Ellis Ross must have the BC Liberal leadership field fretting.
Why else would he, and not the perceived front-running Kevin Falcon, be the prime object of attention Monday night at the second all-candidates’ debate?
A couple of months ago, Ross was thought to be at the outskirts of the race. It was clear Monday that his rivals no longer consider that so.
The circumstances of the leadership contest make Ross, the MLA for Skeena, a possible spoiler for Falcon’s first-ballot ambition to take the title. If on the first ballot no one holds a majority, the dynamic of the competition usually swivels.
Ross, the former Chief Counsellor for the Haisla Nation, has quickly figured that his strongly conservative positions are an asset in the race to corral a sizable chunk of the vote, particularly in rural B.C. The February voters in this battle aren’t the general public, nor even those who favour the BC Liberals, but any adult British Columbian buying a $10 party membership by the mid-December deadline.

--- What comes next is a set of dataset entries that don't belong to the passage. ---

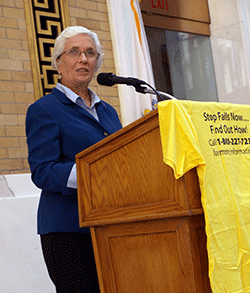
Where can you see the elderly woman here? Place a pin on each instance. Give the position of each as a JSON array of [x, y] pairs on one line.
[[58, 126]]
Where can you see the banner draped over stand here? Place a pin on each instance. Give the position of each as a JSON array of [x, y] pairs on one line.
[[132, 58], [214, 138]]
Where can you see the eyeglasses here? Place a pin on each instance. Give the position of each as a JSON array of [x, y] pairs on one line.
[[75, 53]]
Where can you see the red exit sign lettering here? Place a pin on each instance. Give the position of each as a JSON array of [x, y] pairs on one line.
[[160, 4]]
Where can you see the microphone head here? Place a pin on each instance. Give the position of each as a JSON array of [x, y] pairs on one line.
[[105, 79]]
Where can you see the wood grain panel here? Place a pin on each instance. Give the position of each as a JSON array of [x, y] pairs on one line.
[[155, 256]]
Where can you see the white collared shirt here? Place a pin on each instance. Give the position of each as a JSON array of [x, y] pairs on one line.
[[80, 101], [72, 180]]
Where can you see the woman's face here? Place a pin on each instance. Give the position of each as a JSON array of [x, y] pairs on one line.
[[79, 70]]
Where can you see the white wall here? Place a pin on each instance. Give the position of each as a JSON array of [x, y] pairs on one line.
[[230, 49], [22, 269]]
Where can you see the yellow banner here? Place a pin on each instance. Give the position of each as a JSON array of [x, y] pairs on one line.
[[215, 138]]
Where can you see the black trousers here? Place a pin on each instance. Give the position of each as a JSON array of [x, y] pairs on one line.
[[70, 262]]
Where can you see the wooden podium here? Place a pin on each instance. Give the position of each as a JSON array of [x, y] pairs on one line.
[[147, 227]]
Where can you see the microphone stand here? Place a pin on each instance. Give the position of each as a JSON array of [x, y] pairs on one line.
[[145, 90]]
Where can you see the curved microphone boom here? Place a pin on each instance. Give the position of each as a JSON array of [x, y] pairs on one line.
[[110, 79]]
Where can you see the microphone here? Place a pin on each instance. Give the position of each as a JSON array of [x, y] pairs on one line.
[[110, 79]]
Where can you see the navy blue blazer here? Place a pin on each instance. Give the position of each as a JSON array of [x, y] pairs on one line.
[[57, 129]]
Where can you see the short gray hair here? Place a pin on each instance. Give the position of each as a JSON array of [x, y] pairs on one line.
[[69, 32]]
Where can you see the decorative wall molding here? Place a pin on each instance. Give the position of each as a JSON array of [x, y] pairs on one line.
[[45, 20]]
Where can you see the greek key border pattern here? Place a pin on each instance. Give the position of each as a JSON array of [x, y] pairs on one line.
[[45, 21]]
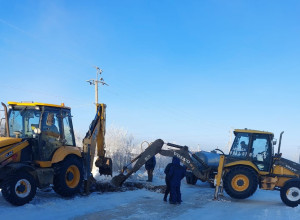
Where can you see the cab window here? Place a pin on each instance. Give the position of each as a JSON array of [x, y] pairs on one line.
[[69, 138], [261, 151], [240, 145]]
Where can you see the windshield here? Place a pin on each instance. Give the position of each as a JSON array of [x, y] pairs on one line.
[[22, 122]]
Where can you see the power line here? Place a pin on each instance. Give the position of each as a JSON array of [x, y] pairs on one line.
[[96, 81]]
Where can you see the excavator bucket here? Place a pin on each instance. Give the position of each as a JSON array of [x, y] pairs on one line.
[[105, 165], [141, 159]]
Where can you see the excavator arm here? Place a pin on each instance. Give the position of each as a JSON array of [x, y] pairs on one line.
[[94, 143], [156, 148]]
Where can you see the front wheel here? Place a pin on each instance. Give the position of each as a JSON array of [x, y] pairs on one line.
[[19, 188], [68, 176], [240, 182], [290, 194]]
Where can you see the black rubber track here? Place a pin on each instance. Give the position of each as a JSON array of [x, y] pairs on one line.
[[59, 182], [8, 188], [253, 182]]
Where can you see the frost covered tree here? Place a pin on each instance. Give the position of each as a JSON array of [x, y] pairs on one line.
[[119, 146]]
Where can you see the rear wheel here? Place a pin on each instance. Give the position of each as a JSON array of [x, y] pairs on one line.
[[290, 194], [19, 188], [240, 182], [68, 176]]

It’s also an election employing what’s called a ranked or a preferential ballot, in which voters determine their first, second, third and other choices in order. The weakest competitors are dropped each ballot, so being a voter’s second or third or even fourth choice might prove very valuable on the second, third, and subsequent ballots when someone’s first choice is eliminated.

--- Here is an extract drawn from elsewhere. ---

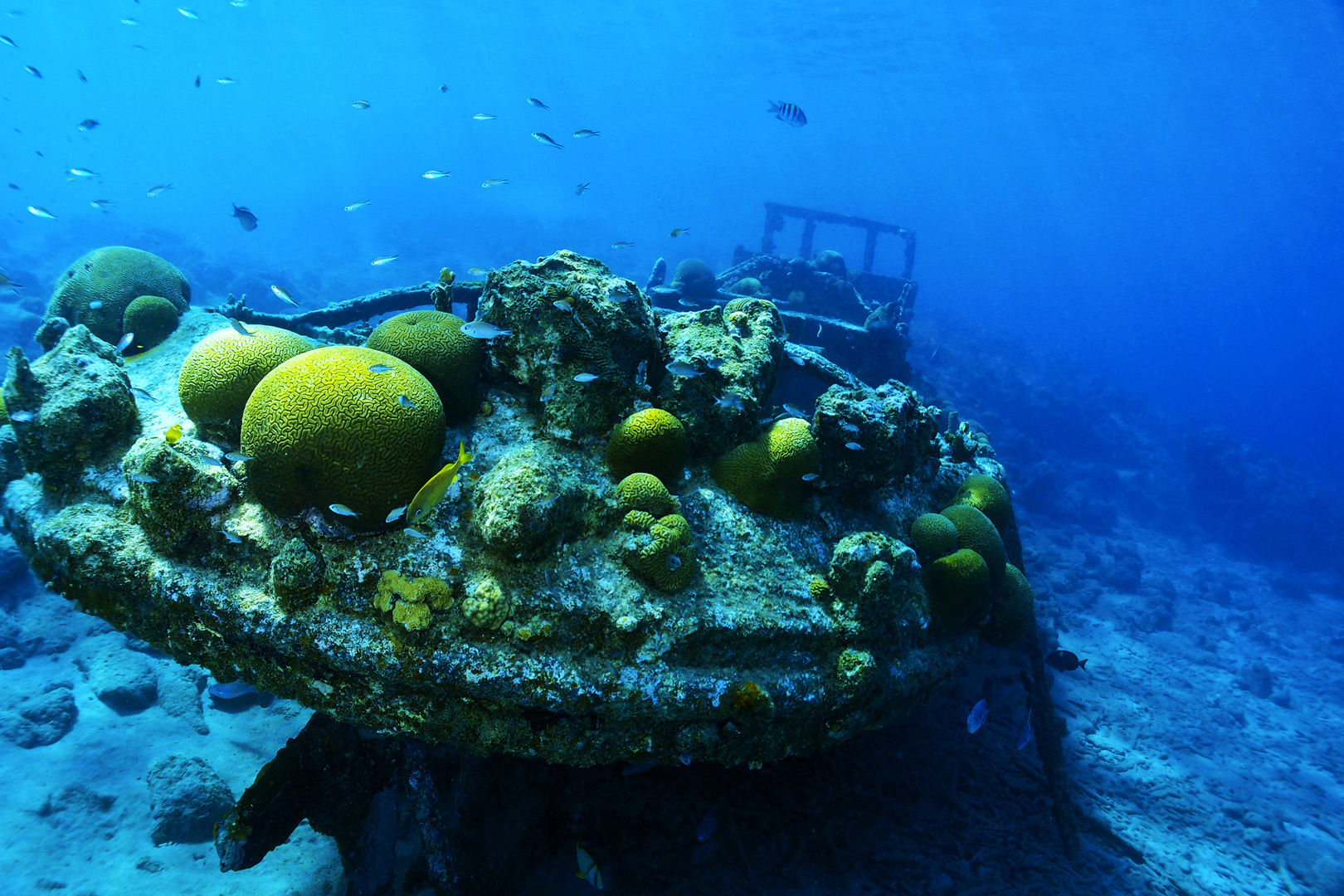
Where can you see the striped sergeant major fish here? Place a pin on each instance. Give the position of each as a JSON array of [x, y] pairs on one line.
[[788, 113]]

And as an extra wrinkle, each of the 87 ridings divides 100 points among the candidates as that ranked ballot is calculated. If you have a lot of supporters in a riding with a small number of voters, that can provide a lot of points – more than, say, having a lot of supporters in a riding with a large number of voters.
As others have discovered – ask Erin O’Toole federally, for instance, because he rose to power in the same way – a general membership drive requires a very different campaign than a general election. It usually requires stark positions to attract voters who support black-and-white clarity or at-the-farther-edges positions on issues and find a voice and political home in the pack of contestants. It was in part the reason that commentator Aaron Gunn, rejected last month as a candidate by the race’s organizing committee, could have been a formidable entrant.

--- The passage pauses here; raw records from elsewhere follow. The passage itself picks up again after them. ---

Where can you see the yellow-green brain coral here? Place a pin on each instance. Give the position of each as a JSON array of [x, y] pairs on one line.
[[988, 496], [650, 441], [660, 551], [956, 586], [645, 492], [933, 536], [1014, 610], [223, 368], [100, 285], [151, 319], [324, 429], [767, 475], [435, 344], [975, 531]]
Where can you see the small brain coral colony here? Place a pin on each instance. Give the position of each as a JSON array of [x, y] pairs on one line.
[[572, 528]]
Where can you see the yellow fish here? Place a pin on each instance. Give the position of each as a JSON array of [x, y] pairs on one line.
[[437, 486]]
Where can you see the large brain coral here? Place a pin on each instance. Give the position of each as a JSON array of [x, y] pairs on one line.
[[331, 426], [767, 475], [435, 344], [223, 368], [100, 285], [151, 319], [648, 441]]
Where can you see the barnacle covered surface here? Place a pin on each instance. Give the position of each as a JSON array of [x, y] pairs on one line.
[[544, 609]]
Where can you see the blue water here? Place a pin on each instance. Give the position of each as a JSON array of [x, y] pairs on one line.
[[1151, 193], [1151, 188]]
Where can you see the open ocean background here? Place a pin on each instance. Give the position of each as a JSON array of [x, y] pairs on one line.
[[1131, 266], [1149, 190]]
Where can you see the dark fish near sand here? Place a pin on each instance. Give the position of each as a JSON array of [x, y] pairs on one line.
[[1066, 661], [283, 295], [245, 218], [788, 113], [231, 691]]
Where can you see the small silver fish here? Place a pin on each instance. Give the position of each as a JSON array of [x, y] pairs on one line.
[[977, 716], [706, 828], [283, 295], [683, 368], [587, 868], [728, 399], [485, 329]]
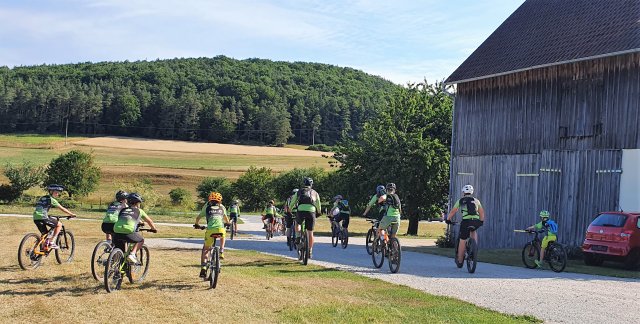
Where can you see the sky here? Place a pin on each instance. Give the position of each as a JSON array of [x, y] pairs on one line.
[[400, 40]]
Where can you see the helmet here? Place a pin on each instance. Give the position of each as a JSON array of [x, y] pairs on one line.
[[55, 187], [120, 195], [308, 182], [215, 196], [134, 197]]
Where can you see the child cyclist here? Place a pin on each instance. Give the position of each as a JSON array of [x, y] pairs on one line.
[[216, 216], [41, 214], [552, 230]]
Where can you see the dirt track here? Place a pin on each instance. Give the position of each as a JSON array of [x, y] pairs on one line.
[[193, 147]]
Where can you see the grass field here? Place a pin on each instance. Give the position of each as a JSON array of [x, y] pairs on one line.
[[253, 287]]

Ross has been staking ground as a conservative voice within a party that strives to be an amalgam of everyone but the NDP and Greens. He is bullish on resource development and had a strong hand in fashioning a $50 million Liquefied Natural Gas (LNG) deal for Haisla Nation and Kitimat LNG a decade-and-a-half ago.
Where he differs with today’s candidates, though, is on climate change. When challenged Monday by candidate Val Litwin about a 2019 statement Ross made that experts and scientists can’t agree on global warming, he stood by his remarks and said he could present “scientists” who can argue the denying view.
He decries those who tout electric vehicles as a way to combat climate change, saying that only “rich people” can afford them and that he takes a “people-first” position on any transition to a greener economy to ensure it’s not costing jobs and standards of living.
The positions may not play well in the big cities, but in communities in which resources are intrinsic to the economy as engines of opportunity and growth, there is often a differing point of view. The result of last year’s election left the BC Liberals with many of those seats and far fewer in the larger cities.
Much as he was repeatedly taken to task onstage, Ross knows that his contrast in the race can gather a cohort to deliver a lot of votes in February.
In that respect he scares the opponents, not only about his views but about how his victory in the race would turn a big-tent party into a pup-tent party. Which is why Monday his rivals dished out critique (albeit carefully so as not to suggest intolerance) and claimed that no party can win office any longer without a coherent and vigorous climate change agenda.
“We don’t want to chase people away,” said Falcon.
Ross took the view that “politics” plays too much of a role in this debate. It’s a kind of code to suggest leaders are unduly appeasing those who are consumed with the climate challenge. He points to China, India and Europe as massive fossil fuel markets and implies we are making sacrifices others aren’t.
Of course, even when heartfelt, it is exactly “politics” that his position plays, too.
The vote February 5 could be over barely as it starts. Falcon has a substantial, well-financed organization fortified in every riding. But if he comes up short of the majority, it would be because much of the majority wants anyone but him, which can then set into motion a kinetic shift in the results of what follows. It brought Andrew Wilkinson from fifth place on the first ballot to first place on the fifth. Monday night’s gang-tackle of Ross was a signal that his opponents really don’t want their voters choosing him second and making him first.
Kirk LaPointe is publisher and editor-in-chief of Business in Vancouver and vice-president, editorial, of Glacier Media.